Dentro del sentido de la a. cristiana, según la tradicional concepción católica el acento recae sobre la a. moral, como lo demuestra una mirada a la literatura ascética de la edad moderna. La antropologí­a que ahí­ late es con frecuencia muy deficiente. No está totalmente libre de un dualismo inconsciente y por eso no ve con suficiente claridad la tarea exigida por la unidad aní­mico-corporal, a saber, la de integrar todas las fuerzas, también las corporales y sensitivas (sexualidad, tendencias, fantasí­a, etc.) en la unidad total de la persona. Todaví­a en la Encyclopedia Cattolica la a. es definida: «Sforzo metodico di reprimere le tendenze inferior¡ della natura per realizzare progressivamente la perfezione spirituale.» Contra tales simplificaciones (no pocas veces funestas) iba dirigida la reciente llamada a una psicologí­a de la a. (cf., por ejemplo, J. LINDWORSKY, Psychologie der A., Fr 1935; H.E. HENGSTENBERG, Christliche A., Rb 1936; R. EGENTER, Die A. in der Welt, Ettal 1957). No hay duda de que aquí­ se ha abordado una cuestión necesaria y altamente importante para la configuración cristiana de la vida. Los resultados de la -a psicologí­a, de la caracterologí­a y de la antropologí­a modernas son imprescindibles para una a. adecuada a la persona y a la situación.

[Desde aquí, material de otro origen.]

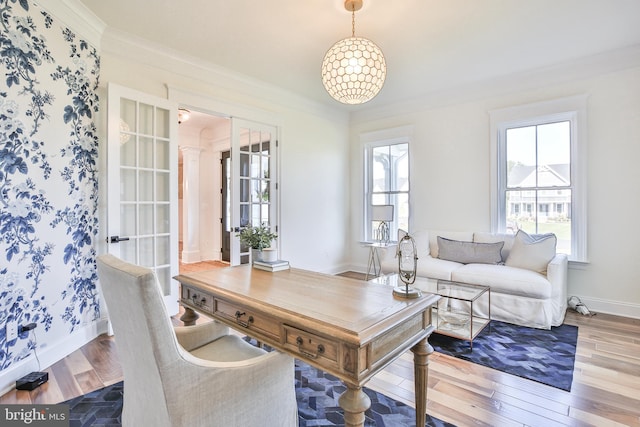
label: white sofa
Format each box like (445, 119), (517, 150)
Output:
(380, 230), (567, 329)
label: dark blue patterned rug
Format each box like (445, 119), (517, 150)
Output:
(429, 320), (578, 391)
(63, 360), (453, 427)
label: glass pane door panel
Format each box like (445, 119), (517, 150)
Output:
(120, 204), (137, 237)
(251, 155), (262, 178)
(137, 204), (153, 235)
(120, 138), (137, 167)
(156, 171), (171, 202)
(156, 236), (170, 265)
(240, 205), (251, 227)
(107, 84), (178, 314)
(156, 267), (171, 295)
(120, 98), (137, 132)
(138, 237), (155, 267)
(156, 204), (170, 233)
(156, 139), (170, 171)
(120, 169), (136, 202)
(138, 170), (153, 202)
(138, 136), (153, 168)
(240, 179), (251, 203)
(139, 103), (154, 135)
(119, 242), (138, 264)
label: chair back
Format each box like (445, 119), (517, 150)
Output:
(97, 254), (180, 427)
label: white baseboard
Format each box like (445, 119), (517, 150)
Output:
(576, 295), (640, 319)
(0, 318), (108, 396)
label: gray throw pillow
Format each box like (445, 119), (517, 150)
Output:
(505, 230), (558, 276)
(438, 236), (504, 264)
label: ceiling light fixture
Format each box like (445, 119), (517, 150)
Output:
(178, 108), (191, 124)
(322, 0), (387, 104)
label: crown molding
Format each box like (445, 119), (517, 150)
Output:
(102, 27), (348, 121)
(34, 0), (107, 50)
(350, 44), (640, 122)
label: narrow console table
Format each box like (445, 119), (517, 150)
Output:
(175, 265), (440, 426)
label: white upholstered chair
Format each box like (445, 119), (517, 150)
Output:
(98, 255), (298, 427)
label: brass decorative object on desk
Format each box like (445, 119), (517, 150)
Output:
(393, 230), (422, 298)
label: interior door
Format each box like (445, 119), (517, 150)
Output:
(107, 84), (179, 315)
(231, 118), (278, 265)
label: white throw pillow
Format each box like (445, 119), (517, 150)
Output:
(438, 236), (504, 264)
(504, 230), (558, 276)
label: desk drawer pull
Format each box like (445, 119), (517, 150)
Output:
(236, 310), (253, 328)
(296, 337), (324, 359)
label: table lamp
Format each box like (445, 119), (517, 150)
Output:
(393, 230), (422, 298)
(371, 205), (393, 243)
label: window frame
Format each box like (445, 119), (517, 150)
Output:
(489, 95), (588, 262)
(360, 126), (413, 242)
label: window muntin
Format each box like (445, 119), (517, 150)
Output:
(489, 95), (588, 262)
(504, 120), (572, 254)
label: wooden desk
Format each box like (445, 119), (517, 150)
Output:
(175, 265), (440, 426)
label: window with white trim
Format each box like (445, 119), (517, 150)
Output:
(360, 127), (411, 241)
(491, 96), (587, 261)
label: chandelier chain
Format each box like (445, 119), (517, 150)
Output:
(351, 5), (356, 37)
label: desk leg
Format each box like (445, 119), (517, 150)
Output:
(180, 307), (200, 326)
(338, 384), (371, 427)
(411, 337), (433, 426)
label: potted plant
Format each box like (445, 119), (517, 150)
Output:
(236, 224), (278, 261)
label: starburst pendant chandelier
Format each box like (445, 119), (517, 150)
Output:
(322, 0), (387, 104)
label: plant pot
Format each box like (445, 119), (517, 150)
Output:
(262, 248), (278, 262)
(251, 249), (264, 261)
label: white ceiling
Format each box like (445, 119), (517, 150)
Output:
(80, 0), (640, 108)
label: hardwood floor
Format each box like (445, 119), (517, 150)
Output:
(0, 267), (640, 427)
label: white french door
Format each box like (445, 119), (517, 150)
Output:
(231, 118), (279, 265)
(107, 84), (179, 315)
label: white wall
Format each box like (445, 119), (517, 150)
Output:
(350, 68), (640, 317)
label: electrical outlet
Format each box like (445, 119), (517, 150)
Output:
(6, 320), (18, 341)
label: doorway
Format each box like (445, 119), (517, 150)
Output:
(178, 111), (278, 265)
(178, 110), (231, 265)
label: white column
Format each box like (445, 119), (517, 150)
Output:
(180, 147), (202, 264)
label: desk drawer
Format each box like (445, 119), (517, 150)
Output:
(213, 298), (280, 341)
(284, 325), (339, 368)
(180, 285), (213, 314)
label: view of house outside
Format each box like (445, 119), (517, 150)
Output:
(505, 121), (572, 254)
(370, 143), (409, 241)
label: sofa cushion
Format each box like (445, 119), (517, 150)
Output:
(418, 256), (464, 280)
(429, 230), (473, 258)
(451, 264), (551, 299)
(438, 236), (504, 264)
(473, 231), (516, 262)
(505, 230), (557, 275)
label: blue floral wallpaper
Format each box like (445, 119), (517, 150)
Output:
(0, 0), (100, 370)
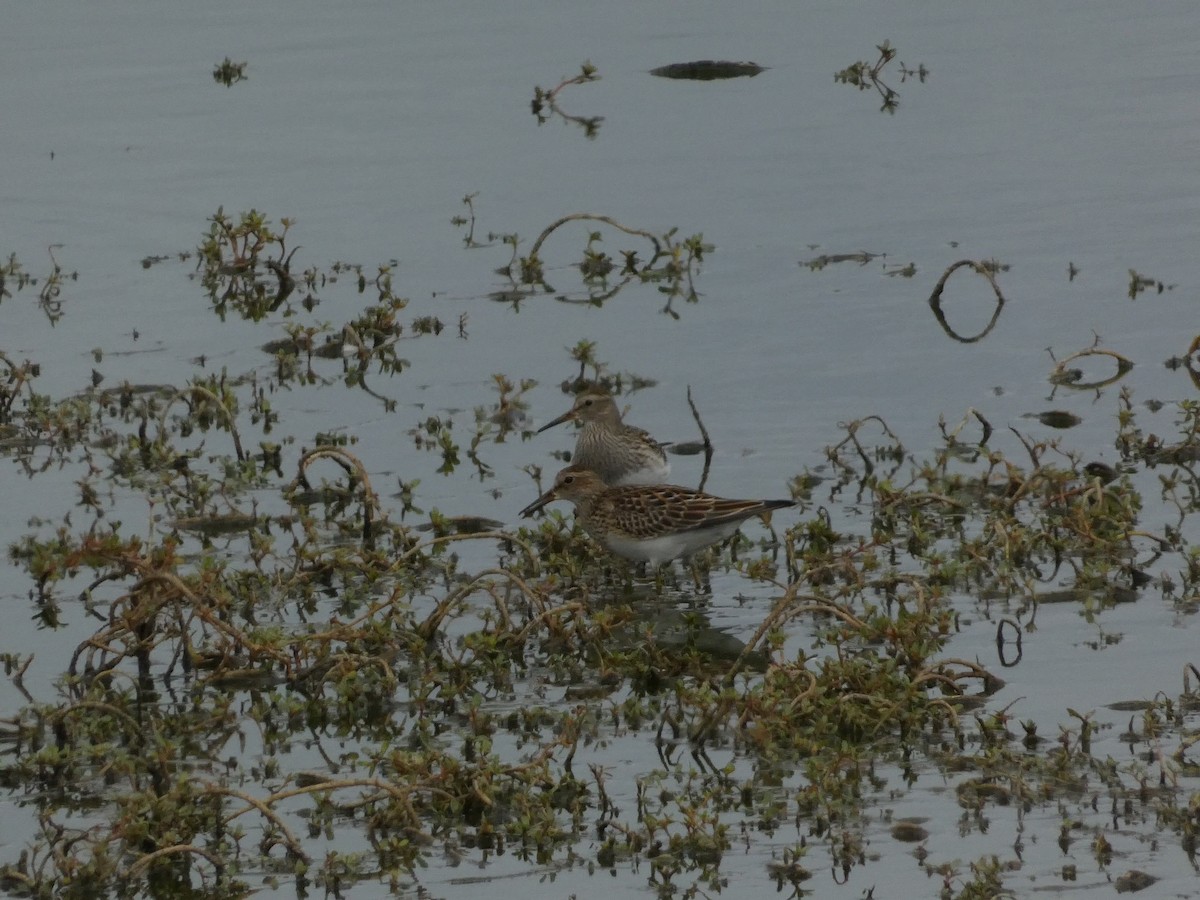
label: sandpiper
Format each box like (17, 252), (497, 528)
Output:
(521, 466), (796, 566)
(538, 390), (671, 485)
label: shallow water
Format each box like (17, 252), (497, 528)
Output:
(0, 2), (1200, 896)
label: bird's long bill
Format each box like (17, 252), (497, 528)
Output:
(538, 409), (575, 434)
(521, 487), (557, 518)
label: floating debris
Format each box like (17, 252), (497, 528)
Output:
(650, 59), (767, 82)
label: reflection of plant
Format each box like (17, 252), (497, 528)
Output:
(833, 41), (929, 113)
(529, 62), (604, 139)
(498, 212), (713, 318)
(198, 208), (295, 322)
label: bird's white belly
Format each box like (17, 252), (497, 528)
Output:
(600, 522), (742, 565)
(612, 462), (671, 487)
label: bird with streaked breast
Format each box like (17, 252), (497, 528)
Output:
(521, 464), (796, 566)
(538, 390), (671, 485)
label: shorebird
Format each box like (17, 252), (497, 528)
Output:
(538, 390), (671, 485)
(521, 466), (796, 566)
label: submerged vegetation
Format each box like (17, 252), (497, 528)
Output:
(0, 213), (1200, 898)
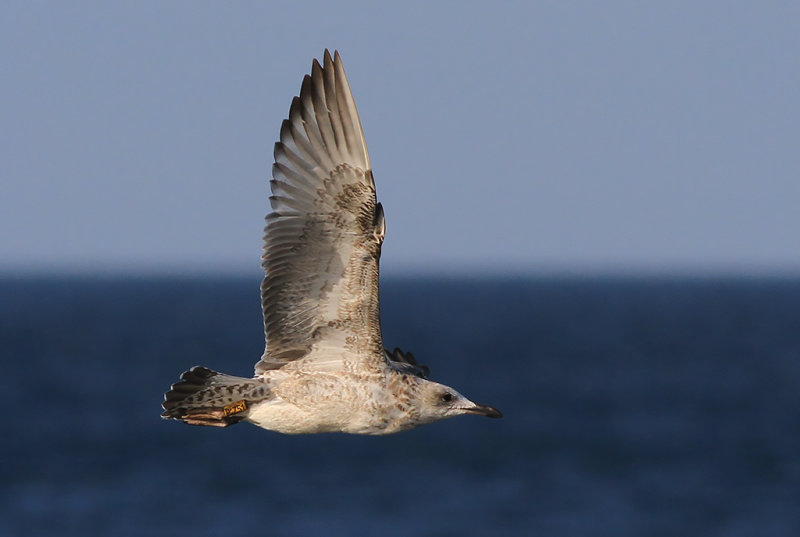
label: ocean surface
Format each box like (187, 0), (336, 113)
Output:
(0, 277), (800, 537)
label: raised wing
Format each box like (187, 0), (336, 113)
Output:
(256, 50), (385, 374)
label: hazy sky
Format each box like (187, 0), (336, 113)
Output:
(0, 5), (800, 274)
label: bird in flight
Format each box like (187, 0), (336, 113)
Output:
(161, 50), (502, 435)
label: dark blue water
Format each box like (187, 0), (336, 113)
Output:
(0, 279), (800, 537)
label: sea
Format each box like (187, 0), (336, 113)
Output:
(0, 276), (800, 537)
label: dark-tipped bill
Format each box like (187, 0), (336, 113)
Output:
(464, 404), (503, 418)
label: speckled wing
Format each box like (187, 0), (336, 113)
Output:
(256, 50), (385, 375)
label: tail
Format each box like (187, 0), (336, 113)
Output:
(161, 366), (270, 427)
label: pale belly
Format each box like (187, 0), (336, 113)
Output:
(246, 399), (417, 435)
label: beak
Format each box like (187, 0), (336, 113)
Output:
(464, 404), (503, 418)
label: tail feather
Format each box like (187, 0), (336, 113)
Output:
(161, 366), (270, 427)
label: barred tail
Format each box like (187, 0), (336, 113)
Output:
(161, 366), (270, 427)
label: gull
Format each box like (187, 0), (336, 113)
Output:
(161, 49), (502, 435)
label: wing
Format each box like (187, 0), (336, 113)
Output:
(256, 50), (385, 374)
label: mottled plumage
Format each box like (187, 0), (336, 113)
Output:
(162, 50), (500, 434)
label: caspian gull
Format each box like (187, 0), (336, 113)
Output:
(161, 50), (502, 435)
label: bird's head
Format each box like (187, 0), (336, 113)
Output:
(417, 380), (503, 423)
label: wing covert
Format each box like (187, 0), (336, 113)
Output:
(256, 50), (385, 374)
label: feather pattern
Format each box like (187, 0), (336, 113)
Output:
(256, 50), (385, 375)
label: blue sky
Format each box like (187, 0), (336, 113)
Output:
(0, 1), (800, 274)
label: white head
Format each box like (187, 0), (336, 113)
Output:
(415, 379), (503, 423)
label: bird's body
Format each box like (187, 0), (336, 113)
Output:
(162, 50), (500, 434)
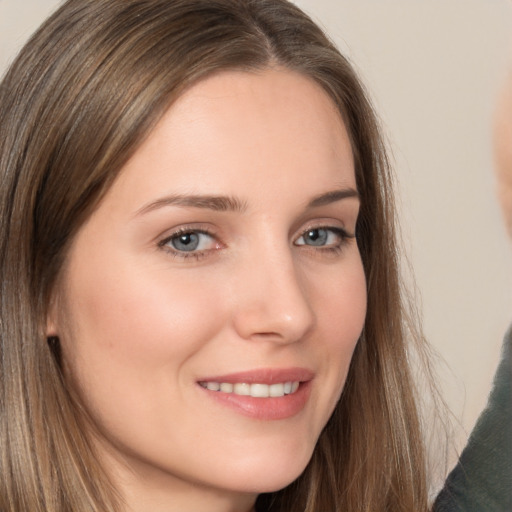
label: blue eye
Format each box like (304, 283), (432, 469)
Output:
(295, 228), (347, 247)
(160, 230), (215, 253)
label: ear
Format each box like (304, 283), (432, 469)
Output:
(46, 293), (59, 338)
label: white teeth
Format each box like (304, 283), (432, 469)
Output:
(220, 382), (233, 393)
(233, 382), (251, 396)
(200, 381), (299, 398)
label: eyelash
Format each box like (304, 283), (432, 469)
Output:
(158, 225), (355, 261)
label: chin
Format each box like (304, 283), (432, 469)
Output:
(220, 444), (312, 494)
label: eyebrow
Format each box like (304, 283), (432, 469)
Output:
(136, 188), (359, 216)
(136, 194), (247, 215)
(308, 188), (359, 208)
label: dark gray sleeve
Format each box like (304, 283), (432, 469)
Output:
(433, 327), (512, 512)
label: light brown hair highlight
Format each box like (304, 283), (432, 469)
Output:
(0, 0), (427, 512)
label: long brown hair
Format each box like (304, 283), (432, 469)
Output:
(0, 0), (427, 512)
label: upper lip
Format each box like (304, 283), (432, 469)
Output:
(198, 367), (315, 384)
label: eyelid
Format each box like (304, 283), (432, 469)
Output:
(157, 225), (223, 259)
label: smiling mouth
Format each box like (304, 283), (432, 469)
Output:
(199, 381), (300, 398)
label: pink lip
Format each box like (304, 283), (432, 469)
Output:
(198, 368), (314, 421)
(198, 368), (315, 384)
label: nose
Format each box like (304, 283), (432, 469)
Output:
(233, 245), (315, 343)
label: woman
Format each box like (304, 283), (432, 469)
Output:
(0, 0), (427, 512)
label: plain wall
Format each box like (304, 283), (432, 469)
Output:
(0, 0), (512, 458)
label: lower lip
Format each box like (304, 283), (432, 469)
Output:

Esta es la doctrina tradicional sobre la a., tal como la encontramos en las obras de espiritualidad y de teologí­a moral. ¿Mas está dicho con ello todo lo que en el cristianismo habrí­a de decirse sobre la cosa sí­gnificada con el término a.? Esto debe discutirse seriamente. Y lógicamente se multiplican los esfuerzos por una más profunda concepción teológica y espiritual de la ascética. Se oyen quejas contra la excesiva separación entre la a. y la mí­stica. Con ello, se dice, la a. ha quedado unilateralmente subordinada a la perfección moral. Y puesto que esa separación se produjo en un momento en que el lazo, en tiempos estrecho, entre la teologí­a y la –> espiritualidad se habí­a aflojado y la misma teologí­a no estaba exenta de cierto racionalismo, en el concepto de a. penetraron corrientes subterráneas de tipo pelagiano y estoico, las cuales fomentaron una actitud individualista en el problema de la salvación. Por eso, se sigue diciendo, ha llegado el tiempo de volver a considerar la a. y la mí­stica como una unidad, y de conceder al momento religioso dentro del concepto de a. la primací­a sobre el moral, así­ como de encontrar un más profundo punto de apoyo teológico para ese concepto.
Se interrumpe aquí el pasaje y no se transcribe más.